[Bugs] [Bug 1189027] New: Gluster volume crash after rebuild partition table on XFS disk

Wed Feb 4 09:30:12 UTC 2015

https://bugzilla.redhat.com/show_bug.cgi?id=1189027

            Bug ID: 1189027
           Summary: Gluster volume crash after rebuild partition table on
                    XFS disk
           Product: GlusterFS
           Version: pre-release
         Component: glusterd
          Severity: medium
          Assignee: bugs at gluster.org
          Reporter: e.ivanov at ptl.ru
                CC: bugs at gluster.org, gluster-bugs at redhat.com

Description of problem:
Magic block on my XFS disk was failure and i tried xfs_repair.

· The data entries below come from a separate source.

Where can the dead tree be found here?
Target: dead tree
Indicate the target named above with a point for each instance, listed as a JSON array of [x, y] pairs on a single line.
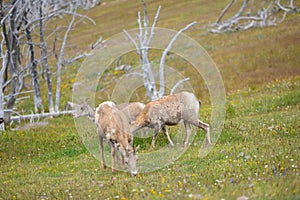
[[244, 20], [33, 65], [145, 37], [19, 18]]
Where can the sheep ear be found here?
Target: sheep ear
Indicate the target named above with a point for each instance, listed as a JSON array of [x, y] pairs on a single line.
[[136, 148]]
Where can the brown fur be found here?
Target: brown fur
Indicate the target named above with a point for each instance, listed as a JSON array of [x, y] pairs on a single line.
[[170, 110], [113, 126]]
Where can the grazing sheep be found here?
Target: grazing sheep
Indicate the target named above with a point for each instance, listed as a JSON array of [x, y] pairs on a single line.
[[131, 110], [170, 110], [113, 126]]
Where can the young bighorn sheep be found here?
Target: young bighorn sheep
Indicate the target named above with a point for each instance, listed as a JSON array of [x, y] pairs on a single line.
[[131, 110], [170, 110], [113, 126]]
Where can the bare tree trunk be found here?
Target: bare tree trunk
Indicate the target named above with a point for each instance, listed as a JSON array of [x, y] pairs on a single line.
[[60, 61], [34, 75], [45, 67], [4, 61], [142, 51], [14, 58]]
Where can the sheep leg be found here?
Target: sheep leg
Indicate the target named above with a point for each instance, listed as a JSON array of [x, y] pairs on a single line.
[[204, 127], [188, 133], [168, 136], [102, 152], [156, 130], [113, 157]]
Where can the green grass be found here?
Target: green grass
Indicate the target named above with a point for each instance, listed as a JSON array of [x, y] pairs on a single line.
[[257, 155]]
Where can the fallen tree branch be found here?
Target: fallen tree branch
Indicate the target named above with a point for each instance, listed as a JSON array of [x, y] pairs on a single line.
[[40, 115], [243, 21]]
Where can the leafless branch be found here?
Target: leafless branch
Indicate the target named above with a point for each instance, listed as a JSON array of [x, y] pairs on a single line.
[[224, 11], [178, 84], [163, 57]]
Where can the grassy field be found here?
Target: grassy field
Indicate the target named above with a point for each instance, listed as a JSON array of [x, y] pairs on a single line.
[[257, 154]]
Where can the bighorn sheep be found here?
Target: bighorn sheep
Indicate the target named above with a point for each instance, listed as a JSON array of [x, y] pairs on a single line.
[[113, 126], [170, 110], [131, 110]]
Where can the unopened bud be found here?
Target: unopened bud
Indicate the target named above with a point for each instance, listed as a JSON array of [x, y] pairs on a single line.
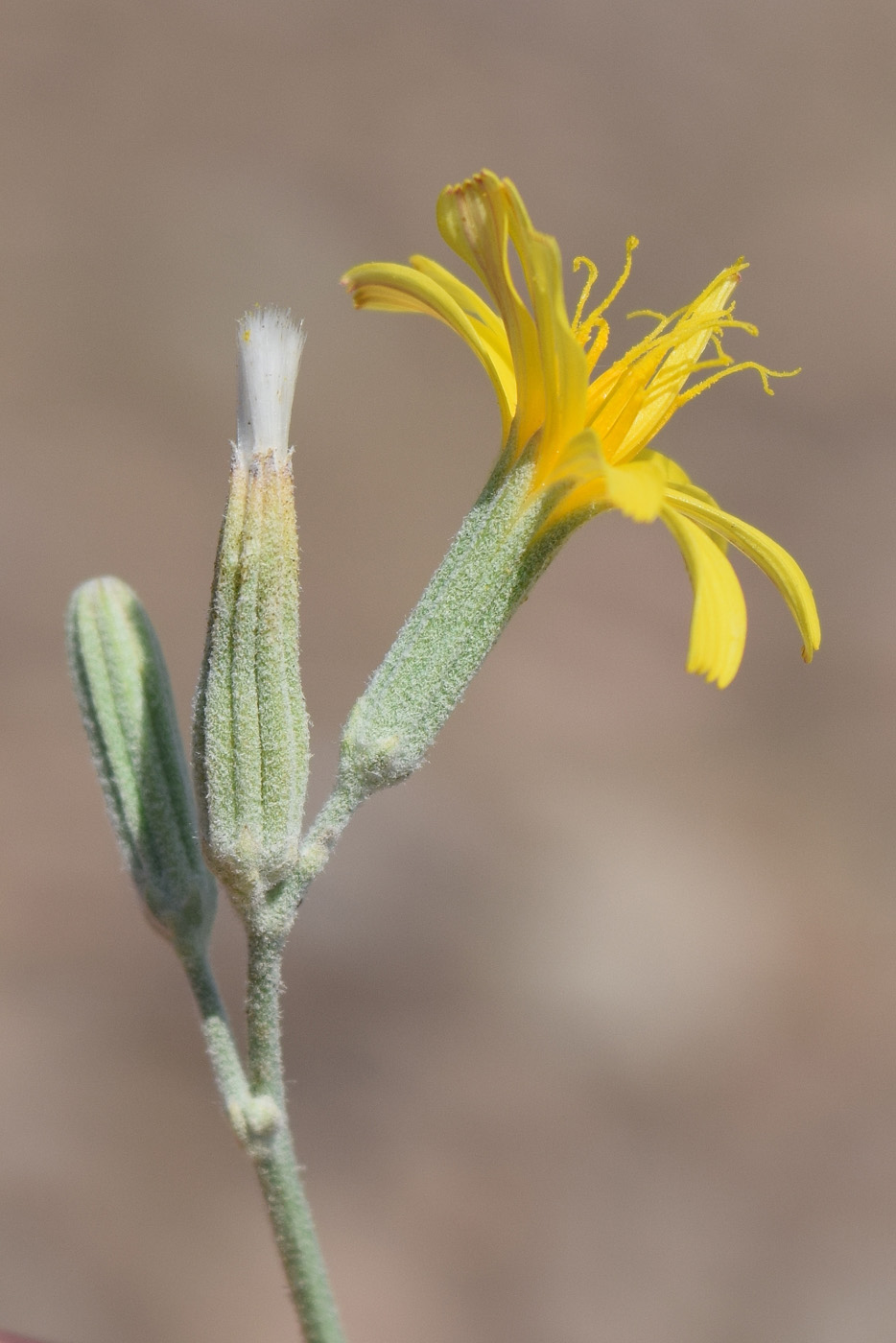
[[250, 727], [124, 692]]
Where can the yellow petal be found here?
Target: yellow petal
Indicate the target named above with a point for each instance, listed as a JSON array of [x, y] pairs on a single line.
[[719, 620], [563, 363], [637, 489], [771, 559], [403, 289], [473, 218]]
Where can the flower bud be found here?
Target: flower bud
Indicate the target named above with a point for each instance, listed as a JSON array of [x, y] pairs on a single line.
[[488, 571], [250, 727], [124, 692]]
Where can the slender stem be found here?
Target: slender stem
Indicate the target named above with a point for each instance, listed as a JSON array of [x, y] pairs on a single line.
[[224, 1054], [257, 1112], [297, 1241], [318, 845], [274, 1155], [262, 1016]]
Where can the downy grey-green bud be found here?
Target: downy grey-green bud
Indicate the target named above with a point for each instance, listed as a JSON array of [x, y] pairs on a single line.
[[250, 727], [488, 571], [124, 692]]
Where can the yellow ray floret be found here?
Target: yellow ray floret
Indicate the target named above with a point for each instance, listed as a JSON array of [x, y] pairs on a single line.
[[589, 432]]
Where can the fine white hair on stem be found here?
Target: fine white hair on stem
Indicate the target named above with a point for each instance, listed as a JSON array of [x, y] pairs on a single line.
[[269, 346]]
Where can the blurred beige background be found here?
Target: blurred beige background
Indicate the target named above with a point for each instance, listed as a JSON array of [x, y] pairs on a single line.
[[591, 1025]]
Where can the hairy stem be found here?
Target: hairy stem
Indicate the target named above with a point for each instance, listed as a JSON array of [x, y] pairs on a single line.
[[257, 1110]]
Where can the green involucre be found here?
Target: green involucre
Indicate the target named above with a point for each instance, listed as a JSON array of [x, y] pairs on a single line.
[[250, 725], [488, 571], [127, 705]]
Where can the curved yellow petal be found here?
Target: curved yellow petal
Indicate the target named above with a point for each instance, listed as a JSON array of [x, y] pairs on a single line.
[[563, 363], [772, 559], [719, 620], [637, 489], [473, 219], [403, 289], [465, 297], [677, 477]]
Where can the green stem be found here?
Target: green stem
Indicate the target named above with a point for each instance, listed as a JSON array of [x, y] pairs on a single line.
[[274, 1155], [297, 1241], [224, 1054], [257, 1111]]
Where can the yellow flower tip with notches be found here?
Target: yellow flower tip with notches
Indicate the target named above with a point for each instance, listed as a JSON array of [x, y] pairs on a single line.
[[586, 432]]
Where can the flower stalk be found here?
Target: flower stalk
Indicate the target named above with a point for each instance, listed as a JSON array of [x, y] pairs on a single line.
[[577, 440]]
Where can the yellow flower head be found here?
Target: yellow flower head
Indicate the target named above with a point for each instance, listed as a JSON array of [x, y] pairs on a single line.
[[587, 433]]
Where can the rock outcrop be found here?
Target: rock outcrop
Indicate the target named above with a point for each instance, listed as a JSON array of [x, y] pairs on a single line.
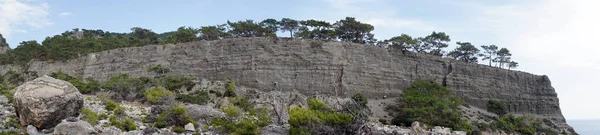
[[45, 101], [312, 67], [74, 128]]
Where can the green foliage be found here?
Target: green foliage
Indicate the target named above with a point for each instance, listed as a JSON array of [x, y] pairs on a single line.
[[240, 122], [178, 129], [174, 83], [402, 42], [90, 116], [125, 87], [360, 99], [230, 92], [85, 87], [350, 30], [127, 124], [175, 116], [287, 24], [184, 34], [155, 96], [496, 107], [465, 52], [319, 114], [111, 105], [159, 69], [200, 98], [433, 104]]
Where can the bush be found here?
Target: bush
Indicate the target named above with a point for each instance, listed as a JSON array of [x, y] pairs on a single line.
[[125, 87], [200, 98], [126, 125], [175, 116], [230, 92], [239, 122], [90, 85], [496, 107], [433, 104], [173, 83], [316, 119], [155, 96], [90, 116], [360, 99], [111, 105], [178, 129]]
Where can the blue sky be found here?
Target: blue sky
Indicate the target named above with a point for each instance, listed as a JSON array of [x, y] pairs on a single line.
[[551, 37]]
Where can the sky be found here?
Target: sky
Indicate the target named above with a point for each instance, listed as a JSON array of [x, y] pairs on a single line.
[[547, 37]]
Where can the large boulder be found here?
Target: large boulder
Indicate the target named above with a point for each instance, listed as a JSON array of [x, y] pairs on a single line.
[[45, 101], [74, 128]]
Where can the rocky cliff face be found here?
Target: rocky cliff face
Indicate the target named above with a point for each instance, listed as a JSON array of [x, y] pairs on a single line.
[[319, 68]]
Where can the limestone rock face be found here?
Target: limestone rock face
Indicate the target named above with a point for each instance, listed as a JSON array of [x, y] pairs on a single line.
[[74, 128], [312, 67], [45, 101]]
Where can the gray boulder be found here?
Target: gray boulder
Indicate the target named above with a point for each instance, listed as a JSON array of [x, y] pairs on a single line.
[[74, 128], [45, 101]]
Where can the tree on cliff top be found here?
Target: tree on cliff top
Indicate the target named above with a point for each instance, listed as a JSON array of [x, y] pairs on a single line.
[[315, 29], [402, 42], [350, 30], [287, 24], [503, 57], [432, 44], [465, 52], [432, 104], [3, 41], [184, 34], [489, 53]]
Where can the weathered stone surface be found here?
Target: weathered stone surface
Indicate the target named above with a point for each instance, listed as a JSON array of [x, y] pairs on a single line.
[[74, 128], [45, 101], [317, 67]]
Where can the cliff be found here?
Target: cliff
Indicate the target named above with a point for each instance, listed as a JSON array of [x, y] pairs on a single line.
[[314, 67]]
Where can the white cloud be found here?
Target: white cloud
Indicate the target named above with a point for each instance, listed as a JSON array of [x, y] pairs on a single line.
[[385, 19], [16, 15], [64, 14], [557, 38]]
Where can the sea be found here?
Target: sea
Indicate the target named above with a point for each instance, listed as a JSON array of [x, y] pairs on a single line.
[[585, 127]]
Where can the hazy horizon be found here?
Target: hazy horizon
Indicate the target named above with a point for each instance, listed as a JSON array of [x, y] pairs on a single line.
[[553, 37]]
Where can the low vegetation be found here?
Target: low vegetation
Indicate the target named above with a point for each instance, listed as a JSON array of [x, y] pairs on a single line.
[[497, 107], [242, 118], [432, 104], [319, 118]]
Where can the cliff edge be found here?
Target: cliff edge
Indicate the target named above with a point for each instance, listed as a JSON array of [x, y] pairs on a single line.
[[313, 67]]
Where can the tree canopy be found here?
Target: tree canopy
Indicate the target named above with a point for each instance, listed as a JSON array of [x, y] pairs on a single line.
[[79, 42]]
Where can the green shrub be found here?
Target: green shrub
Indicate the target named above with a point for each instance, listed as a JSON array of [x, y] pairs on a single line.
[[360, 99], [200, 98], [125, 87], [175, 116], [239, 122], [111, 105], [232, 111], [156, 95], [318, 115], [174, 83], [85, 87], [178, 129], [242, 103], [158, 69], [433, 104], [230, 92], [496, 107], [90, 116]]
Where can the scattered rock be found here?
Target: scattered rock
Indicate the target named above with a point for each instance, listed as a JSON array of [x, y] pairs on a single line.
[[74, 128], [45, 101], [189, 127], [32, 130]]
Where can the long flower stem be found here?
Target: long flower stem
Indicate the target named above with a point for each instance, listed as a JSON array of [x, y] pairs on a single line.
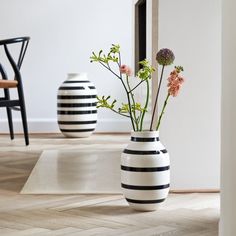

After xfs_repair
i rebuild partition table. Data on my disk was saved. Next i tried restart
service and show status gluster volume:

[root at node1 ~]# gluster volume status BlockStorage1-3
Locking failed on data3. Please check log file for details.
Locking failed on data0. Please check log file for details.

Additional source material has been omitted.